Arike had been using CARE 2.0, and the team rolled out CARE 3.0 with hands-on training for staff across the new UI flows, dynamic forms, and core module improvements. Existing patient and encounter data were migrated into CARE 3.0, verified with the Arike team, and reconciled where discrepancies remained.
The migration was important because it tested CARE's ability to improve without abandoning live care data. A platform used in healthcare cannot treat upgrades as clean slates. Records must move safely, teams must be trained, and new workflows must be adopted with minimal downtime.
Arike also gave the team field feedback from nurses, doctors, and administrators. That feedback fed into UI and workflow improvements across modules.
Kerala CARE expands beyond government facilities
The Kerala Palliative Care Grid continued scaling in May. The first phase of onboarding all primary-level government healthcare facilities and hospitals was completed. The second phase began, focused on registering palliative-care NGOs, CBOs, and secondary palliative care units so provider coverage could become more comprehensive.
Live online training sessions were delivered for NGO and secondary-unit registration workflows. New step-by-step demo videos were developed and shared. The team continued field support and review calls with NHM Kerala and held feedback workshops with doctors and community nurses.
By 31 May 2025, 226 NGOs had been registered on Kerala CARE and had started delivering care to patients. This was a crucial scale signal. The Grid was not only a government-facility system; it was beginning to represent the broader palliative care ecosystem.
Sudheendra HMIS discovery deepens
On 28 May 2025, the team visited Sree Sudheendra Medical Mission Hospital to demonstrate prototype HMIS workflows and capture detailed requirements.
The demonstration covered the flow from reception check-in through final bill generation across reception, accounts, pharmacy, stores, laboratory, and administration. The team gathered feedback from hospital leadership, including the General Manager and Chief Medical Officer, especially on day-to-day accounting needs.
This visit sharpened the immediate roadmap for deployment.
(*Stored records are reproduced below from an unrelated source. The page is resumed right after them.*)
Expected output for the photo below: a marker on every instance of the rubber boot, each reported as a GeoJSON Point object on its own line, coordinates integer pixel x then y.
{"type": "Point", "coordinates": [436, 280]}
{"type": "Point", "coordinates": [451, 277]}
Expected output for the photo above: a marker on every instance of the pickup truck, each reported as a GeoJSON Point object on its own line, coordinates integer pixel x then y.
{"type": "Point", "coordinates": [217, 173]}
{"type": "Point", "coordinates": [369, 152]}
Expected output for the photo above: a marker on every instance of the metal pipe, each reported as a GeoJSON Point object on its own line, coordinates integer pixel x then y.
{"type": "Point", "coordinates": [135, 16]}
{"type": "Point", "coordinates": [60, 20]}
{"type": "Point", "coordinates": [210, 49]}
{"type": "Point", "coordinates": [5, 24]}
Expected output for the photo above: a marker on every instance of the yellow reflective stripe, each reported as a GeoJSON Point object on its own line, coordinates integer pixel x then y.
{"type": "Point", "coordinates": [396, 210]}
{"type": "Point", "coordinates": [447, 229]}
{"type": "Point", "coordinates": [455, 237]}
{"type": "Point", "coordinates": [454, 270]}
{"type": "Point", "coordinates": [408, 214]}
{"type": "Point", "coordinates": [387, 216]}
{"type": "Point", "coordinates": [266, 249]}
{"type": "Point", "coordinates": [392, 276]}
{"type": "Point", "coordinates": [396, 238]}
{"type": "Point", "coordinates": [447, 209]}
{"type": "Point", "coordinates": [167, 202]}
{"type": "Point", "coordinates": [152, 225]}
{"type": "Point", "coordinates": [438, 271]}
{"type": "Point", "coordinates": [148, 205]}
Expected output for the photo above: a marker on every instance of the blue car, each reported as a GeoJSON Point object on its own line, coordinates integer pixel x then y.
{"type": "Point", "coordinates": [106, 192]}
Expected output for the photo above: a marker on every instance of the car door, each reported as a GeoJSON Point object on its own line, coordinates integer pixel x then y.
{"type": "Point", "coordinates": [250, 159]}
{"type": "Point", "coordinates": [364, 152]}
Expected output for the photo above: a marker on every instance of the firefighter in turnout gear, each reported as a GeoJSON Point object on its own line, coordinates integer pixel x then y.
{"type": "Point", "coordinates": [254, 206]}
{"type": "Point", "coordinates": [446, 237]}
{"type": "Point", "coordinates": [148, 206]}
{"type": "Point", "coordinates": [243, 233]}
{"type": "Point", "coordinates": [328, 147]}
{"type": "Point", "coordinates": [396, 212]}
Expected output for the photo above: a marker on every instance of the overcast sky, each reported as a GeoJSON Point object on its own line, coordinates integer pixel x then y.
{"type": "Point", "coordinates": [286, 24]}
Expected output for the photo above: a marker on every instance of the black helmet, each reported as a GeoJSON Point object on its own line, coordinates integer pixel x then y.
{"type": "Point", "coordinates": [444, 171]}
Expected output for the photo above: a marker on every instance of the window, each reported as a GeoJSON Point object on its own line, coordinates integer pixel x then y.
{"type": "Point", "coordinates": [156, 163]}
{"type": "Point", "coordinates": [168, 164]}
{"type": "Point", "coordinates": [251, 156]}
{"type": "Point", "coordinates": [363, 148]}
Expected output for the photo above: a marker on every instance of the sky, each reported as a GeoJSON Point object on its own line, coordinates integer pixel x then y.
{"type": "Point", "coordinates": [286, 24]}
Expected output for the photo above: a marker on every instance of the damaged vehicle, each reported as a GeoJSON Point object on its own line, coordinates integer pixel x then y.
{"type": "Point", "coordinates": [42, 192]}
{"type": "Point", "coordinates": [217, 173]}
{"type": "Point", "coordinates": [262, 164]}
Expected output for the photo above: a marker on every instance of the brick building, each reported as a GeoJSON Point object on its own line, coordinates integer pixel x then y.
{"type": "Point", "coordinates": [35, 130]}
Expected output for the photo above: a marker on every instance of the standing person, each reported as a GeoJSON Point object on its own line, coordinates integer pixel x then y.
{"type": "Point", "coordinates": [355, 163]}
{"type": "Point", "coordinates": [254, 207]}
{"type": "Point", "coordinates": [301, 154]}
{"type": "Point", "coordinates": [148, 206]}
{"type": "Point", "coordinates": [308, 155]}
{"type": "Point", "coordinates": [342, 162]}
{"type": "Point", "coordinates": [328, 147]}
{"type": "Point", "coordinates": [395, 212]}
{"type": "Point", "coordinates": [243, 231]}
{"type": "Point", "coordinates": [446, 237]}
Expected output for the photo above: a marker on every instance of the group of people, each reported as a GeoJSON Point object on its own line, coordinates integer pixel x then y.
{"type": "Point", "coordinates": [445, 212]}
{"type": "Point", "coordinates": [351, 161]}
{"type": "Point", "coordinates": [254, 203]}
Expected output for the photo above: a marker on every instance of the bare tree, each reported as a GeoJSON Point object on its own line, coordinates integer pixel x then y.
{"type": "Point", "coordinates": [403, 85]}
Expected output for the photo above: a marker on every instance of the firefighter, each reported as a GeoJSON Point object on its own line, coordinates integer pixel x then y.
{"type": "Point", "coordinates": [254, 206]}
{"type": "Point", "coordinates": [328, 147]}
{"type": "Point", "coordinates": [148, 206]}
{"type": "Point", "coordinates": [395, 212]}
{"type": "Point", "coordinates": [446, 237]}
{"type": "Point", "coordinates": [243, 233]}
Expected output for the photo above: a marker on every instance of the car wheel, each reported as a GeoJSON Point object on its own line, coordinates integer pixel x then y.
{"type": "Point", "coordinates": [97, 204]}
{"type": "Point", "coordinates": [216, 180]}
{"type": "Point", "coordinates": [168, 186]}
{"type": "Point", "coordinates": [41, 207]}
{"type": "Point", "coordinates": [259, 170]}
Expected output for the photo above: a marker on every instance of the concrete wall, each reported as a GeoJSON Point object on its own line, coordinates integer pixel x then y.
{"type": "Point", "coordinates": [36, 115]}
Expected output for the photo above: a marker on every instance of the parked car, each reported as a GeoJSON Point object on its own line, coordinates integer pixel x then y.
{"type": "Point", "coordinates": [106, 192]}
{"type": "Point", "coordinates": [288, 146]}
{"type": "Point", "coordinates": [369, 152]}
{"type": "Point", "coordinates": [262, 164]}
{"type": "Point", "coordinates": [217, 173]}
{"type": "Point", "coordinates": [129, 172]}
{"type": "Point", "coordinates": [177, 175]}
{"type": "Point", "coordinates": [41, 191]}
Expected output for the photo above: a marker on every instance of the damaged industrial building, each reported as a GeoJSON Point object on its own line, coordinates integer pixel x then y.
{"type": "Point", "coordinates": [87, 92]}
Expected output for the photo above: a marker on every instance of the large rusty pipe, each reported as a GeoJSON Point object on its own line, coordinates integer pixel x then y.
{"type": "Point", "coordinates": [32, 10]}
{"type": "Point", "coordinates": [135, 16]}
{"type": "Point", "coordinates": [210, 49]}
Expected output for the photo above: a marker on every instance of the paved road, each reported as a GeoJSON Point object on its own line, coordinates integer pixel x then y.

The lab module had reached its first phase, while pharmacy and billing were moving toward alpha. Discussions were also initiated with Odoo and Zoho to explore accounting integration options, because hospitals needed not only clinical workflows but also bookkeeping and financial reconciliation.
The lesson was clear: an end-to-end HMIS has to meet the hospital where it is. Clinical care, inventory, billing, and accounts are tightly connected in daily operations.
Building credibility beyond one deployment
May included broader ecosystem work as well. A concise CARE pitch deck and demo video were prepared at deck.ohc.network, giving the team a clearer way to introduce CARE to partners. Dr. Athul Joseph Manuel from the clinical team co-authored OpenAI's HealthBench paper, contributing to the emerging standards conversation around safe AI use in healthcare.
The team also met representatives from ACT, eGov, and the Gates Foundation in Bangalore on 22 and 23 May to discuss the CARE roadmap and show development progress.
These activities strengthened CARE's identity as more than a single implementation project. It was becoming a health infrastructure platform with technical, clinical, and institutional credibility.
A laboratory module that changed the HMIS trajectory
The May lab work changed the HMIS trajectory because it forced CARE to model a complete diagnostic pathway instead of a simple result-entry surface.
ServiceRequest, SpecimenDefinition, ObservationDefinition, ChargeDefinition, ActivityDefinition, queues, QR labels, report verification, and encounter attachment became part of one operating flow. That design made the later hospital deployment more credible because diagnostics could connect to clinical records, billing, reporting, and interoperability from the start.
Arike's CARE 3.0 migration and Kerala's NGO/CBO scale-out added another layer of proof: CARE could upgrade live deployments and expand provider networks while continuing to absorb field feedback. May did not just add a module. It tightened the relationship between standards, implementation, and continuity of care.